The latter feels key when it comes to AI porn’s potential success. Even if Sika’s content is largely computer generated, she’s the one chatting to subscribers, often in a sexual context. “Just posting photos won’t get you anywhere,” says Sika. “The internet’s full of photos. [These tech bros] don’t understand how to give their dreamgirls a character, how to make them feel real, nor how to connect with their subscribers.”

Without talking to a creator, though, and unless they reveal who they are, it’s impossible to know whether there’s a sex worker behind the hot AI girl’s account, or just some tech-savvy guy. As more of these creators crop up, a culture of suspicion is emerging – and it’s targeting sex workers themselves. “In the past, you might be accused of catfishing, but now that AI is capable of generating photos that pass as human, sex workers have been facing accusations of being fake,” says Liara Roux, sex worker, writer, and author of Whore of New York. In January, Roux found a 4chan thread that claimed a photo of her was AI-generated. The anonymous poster had circled portions of the image that ‘proved’ it was fake, and shared it with the caption: ‘Why are we arguing about this AI-generated whore?’ “I’m well-established, so there’s plenty of proof of my existence,” Roux tells me. “But, for newer sex workers, it’s more challenging.”

“The internet’s full of photos. [These tech bros] don’t understand how to give their dreamgirls a character, how to make them feel real, nor how to connect with their subscribers” – Sika Moon, adult creator

It’s hard to think of a solution that’ll curb this suspicion. More online censorship targeted at ‘fake’ AI-generated creators will only negatively impact sex workers. Besides, as it does for Sika, AI can offer new opportunities for adult creators, including anonymity and the fulfilment of impossible fantasies – not to mention that there’s demand for AI-specific porn – so a crackdown wouldn’t be the answer in the first place.

As AI tools become more sophisticated, though, regulations do need to be put in place to tackle deepfakes (in the UK, they’re allegedly coming in the Online Safety Bill) – but they need to differentiate between fictional and non-consensual content. Frankie, the sex worker and peer organiser, is also concerned that, like with FOSTA-SESTA in the US, new legislation may target platforms, as opposed to perpetrators of the latter. “It would be a real shame if legislation targeted sites like Rule 34, instead of a badly run generator, or for fan art to be caught up in this,” she says. “We’d be in a really bad place if sexy drawings of, say, Iron Man start to be criminalised.”

Really, though, the technology is so new that AI porn is still the wild west. Therefore, pontificating over how to identify the intent and authenticity behind AI-generated adult accounts is a fool’s game. For now, it falls on users to be media literate enough to not be tricked into thinking an AI model is a real woman, and, if they do want an AI model, to either be aware that they could be sexting some random guy, or to go to the effort to try and find a creator who’s clearly a sex worker.

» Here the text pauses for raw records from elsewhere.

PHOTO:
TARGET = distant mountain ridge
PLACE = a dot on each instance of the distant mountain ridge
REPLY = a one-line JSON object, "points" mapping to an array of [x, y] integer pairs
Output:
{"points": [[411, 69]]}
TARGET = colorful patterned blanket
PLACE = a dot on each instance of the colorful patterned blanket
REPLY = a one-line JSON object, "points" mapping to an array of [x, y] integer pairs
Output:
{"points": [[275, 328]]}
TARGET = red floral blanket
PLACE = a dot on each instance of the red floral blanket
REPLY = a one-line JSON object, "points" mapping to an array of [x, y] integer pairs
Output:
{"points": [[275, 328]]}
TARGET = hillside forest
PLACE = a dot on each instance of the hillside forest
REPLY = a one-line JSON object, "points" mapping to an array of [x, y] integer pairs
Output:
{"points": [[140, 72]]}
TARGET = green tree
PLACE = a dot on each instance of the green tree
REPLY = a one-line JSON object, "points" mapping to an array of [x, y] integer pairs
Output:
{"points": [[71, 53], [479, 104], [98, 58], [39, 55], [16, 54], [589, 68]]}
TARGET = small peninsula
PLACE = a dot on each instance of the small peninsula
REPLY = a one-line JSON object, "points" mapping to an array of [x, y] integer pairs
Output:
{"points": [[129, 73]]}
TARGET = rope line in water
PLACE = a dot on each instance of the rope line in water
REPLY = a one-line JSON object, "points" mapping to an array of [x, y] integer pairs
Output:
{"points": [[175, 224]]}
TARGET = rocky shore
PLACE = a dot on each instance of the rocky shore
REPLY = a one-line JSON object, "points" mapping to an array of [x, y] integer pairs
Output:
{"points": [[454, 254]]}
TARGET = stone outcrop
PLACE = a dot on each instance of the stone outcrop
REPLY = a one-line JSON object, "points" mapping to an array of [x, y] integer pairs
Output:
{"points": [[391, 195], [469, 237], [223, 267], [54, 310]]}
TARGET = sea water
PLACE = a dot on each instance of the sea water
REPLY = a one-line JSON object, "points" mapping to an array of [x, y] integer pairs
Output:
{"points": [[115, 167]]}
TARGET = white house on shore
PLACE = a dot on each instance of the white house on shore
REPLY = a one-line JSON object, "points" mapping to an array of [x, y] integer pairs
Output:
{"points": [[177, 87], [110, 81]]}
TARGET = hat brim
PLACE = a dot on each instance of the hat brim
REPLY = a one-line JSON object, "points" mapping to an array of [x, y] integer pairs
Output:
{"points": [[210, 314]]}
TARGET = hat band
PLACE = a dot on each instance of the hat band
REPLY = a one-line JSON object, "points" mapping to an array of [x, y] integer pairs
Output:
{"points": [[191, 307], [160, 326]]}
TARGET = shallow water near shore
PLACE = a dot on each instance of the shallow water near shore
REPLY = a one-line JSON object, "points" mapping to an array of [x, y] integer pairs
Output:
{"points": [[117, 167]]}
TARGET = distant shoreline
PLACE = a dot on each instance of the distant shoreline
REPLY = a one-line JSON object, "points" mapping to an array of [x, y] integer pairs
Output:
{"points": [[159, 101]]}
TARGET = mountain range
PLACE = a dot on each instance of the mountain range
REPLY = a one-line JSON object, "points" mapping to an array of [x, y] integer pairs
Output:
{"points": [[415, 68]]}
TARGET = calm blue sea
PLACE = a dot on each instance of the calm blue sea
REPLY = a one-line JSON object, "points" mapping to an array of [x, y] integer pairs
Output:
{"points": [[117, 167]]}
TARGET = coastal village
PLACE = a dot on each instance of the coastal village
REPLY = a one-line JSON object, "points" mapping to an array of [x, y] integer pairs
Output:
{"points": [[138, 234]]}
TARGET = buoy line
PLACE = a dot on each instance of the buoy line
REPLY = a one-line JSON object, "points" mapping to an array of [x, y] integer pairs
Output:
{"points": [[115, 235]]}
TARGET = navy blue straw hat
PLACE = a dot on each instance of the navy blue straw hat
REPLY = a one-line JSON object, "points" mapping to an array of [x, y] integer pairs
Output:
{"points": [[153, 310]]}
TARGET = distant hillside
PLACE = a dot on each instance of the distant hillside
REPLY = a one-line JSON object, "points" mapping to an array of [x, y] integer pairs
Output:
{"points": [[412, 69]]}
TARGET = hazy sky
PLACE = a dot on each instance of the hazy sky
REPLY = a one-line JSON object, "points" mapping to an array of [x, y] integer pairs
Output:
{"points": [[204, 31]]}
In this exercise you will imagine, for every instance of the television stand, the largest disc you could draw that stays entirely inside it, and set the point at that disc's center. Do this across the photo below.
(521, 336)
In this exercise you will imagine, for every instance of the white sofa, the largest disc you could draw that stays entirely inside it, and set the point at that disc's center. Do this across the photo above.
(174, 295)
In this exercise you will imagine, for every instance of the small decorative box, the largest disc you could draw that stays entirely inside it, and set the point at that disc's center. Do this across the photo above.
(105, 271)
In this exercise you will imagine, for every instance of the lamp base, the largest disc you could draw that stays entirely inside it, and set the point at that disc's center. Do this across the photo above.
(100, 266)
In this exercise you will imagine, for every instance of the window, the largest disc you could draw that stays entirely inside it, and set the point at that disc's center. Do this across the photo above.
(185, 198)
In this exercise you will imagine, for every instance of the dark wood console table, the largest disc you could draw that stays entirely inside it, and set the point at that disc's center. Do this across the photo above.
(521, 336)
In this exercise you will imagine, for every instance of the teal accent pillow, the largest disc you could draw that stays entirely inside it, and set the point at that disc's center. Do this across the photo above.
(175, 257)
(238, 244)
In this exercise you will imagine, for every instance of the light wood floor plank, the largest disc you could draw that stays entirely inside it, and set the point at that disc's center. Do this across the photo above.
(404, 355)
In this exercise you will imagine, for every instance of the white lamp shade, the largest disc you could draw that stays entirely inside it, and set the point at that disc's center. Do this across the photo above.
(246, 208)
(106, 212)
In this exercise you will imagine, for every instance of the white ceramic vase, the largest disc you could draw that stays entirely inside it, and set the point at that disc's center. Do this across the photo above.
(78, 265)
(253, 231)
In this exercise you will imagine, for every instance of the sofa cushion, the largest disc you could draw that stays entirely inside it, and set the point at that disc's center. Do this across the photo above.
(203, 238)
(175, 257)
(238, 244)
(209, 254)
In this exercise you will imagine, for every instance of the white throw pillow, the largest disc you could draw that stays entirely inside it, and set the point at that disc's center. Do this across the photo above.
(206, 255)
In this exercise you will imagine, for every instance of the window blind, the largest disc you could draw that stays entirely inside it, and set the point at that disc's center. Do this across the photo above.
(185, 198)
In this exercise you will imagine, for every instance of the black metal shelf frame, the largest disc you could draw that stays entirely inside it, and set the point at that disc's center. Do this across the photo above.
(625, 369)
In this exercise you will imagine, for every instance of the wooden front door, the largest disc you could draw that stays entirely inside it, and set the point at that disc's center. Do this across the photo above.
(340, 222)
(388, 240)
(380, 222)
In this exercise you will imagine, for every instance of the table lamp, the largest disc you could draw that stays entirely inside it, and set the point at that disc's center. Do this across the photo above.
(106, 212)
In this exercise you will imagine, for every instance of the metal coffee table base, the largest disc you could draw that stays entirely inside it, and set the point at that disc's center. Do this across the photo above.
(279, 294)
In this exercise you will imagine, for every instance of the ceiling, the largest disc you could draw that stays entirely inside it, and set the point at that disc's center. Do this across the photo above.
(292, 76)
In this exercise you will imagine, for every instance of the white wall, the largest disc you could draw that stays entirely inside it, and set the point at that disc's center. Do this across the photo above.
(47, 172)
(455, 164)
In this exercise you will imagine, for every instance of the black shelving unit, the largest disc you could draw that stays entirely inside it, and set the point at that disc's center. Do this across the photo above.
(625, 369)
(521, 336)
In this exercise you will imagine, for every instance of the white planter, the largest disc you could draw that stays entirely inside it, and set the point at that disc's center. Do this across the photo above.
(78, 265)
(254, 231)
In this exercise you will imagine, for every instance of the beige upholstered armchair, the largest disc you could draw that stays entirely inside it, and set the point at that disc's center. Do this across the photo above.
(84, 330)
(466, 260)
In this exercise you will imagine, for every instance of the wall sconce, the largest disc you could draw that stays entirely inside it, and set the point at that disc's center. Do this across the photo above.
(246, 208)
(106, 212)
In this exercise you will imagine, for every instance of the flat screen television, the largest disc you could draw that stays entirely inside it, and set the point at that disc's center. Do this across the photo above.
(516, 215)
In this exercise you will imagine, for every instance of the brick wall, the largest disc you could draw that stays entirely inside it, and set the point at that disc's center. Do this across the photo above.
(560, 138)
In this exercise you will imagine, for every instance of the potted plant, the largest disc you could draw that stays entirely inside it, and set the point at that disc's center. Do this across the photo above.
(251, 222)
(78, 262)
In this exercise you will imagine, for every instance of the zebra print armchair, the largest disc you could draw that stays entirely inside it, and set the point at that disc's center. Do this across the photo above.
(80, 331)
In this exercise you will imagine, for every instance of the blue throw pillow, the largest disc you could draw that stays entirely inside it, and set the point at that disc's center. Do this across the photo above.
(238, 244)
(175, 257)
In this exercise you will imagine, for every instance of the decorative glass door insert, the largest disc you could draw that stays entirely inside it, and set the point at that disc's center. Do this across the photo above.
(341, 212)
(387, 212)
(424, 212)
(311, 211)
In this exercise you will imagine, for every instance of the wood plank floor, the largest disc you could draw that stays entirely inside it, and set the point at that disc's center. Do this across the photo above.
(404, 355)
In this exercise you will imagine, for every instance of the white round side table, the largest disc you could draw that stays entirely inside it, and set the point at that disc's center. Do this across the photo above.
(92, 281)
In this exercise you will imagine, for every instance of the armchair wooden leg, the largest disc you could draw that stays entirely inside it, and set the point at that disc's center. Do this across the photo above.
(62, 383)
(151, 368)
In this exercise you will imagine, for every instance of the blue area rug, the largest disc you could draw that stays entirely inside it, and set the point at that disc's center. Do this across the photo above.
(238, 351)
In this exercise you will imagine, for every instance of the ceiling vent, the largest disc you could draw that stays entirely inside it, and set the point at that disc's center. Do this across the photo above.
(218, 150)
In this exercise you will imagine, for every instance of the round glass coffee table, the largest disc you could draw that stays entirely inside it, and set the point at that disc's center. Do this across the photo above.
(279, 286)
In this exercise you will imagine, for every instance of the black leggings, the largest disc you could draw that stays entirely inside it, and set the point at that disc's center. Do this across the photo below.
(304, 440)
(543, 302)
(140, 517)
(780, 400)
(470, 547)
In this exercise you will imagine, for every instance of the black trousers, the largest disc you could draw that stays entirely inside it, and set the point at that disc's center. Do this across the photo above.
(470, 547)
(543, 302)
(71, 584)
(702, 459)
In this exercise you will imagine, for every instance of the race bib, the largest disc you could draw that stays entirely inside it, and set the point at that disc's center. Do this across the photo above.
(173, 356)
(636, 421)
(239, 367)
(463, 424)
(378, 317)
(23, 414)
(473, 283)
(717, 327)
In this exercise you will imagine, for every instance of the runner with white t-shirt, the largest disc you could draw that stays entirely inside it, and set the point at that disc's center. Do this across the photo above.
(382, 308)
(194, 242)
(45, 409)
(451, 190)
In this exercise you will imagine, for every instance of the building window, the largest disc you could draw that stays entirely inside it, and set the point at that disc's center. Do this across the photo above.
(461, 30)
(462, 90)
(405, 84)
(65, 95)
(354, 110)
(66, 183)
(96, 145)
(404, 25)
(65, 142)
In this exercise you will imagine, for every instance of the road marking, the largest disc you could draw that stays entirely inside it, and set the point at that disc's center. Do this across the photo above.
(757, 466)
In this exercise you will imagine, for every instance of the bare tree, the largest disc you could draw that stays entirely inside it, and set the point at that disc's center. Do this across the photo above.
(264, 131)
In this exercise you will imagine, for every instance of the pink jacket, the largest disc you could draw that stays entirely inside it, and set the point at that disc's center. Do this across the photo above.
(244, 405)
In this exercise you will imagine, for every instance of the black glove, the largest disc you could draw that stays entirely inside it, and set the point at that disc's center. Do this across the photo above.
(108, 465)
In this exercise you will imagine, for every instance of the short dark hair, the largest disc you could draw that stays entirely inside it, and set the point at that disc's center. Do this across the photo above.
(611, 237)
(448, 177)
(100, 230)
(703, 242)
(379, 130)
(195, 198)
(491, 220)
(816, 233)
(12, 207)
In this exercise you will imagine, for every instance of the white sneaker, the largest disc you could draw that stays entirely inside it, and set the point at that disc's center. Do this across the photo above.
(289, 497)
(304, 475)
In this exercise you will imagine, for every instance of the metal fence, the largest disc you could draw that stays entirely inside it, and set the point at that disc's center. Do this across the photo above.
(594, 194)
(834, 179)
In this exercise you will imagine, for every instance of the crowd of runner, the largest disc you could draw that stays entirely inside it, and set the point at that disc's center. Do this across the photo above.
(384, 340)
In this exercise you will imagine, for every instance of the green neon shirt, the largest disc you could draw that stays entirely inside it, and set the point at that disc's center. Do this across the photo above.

In the end, real porn by real people will always come out as the winner. But, in this fantasy world created by sex workers, what’s real anyway? “AI might be compared to a McDonald’s chicken nugget, carefully engineered to trigger an intense response in the brain, whereas the experience of hiring a high-end sex worker might be more like going to a farm-to-table fine dining restaurant,” concludes Roux. “With each experience, there is a carefully calibrated performative aspect; the fine dining spot is simply better at affecting reality.”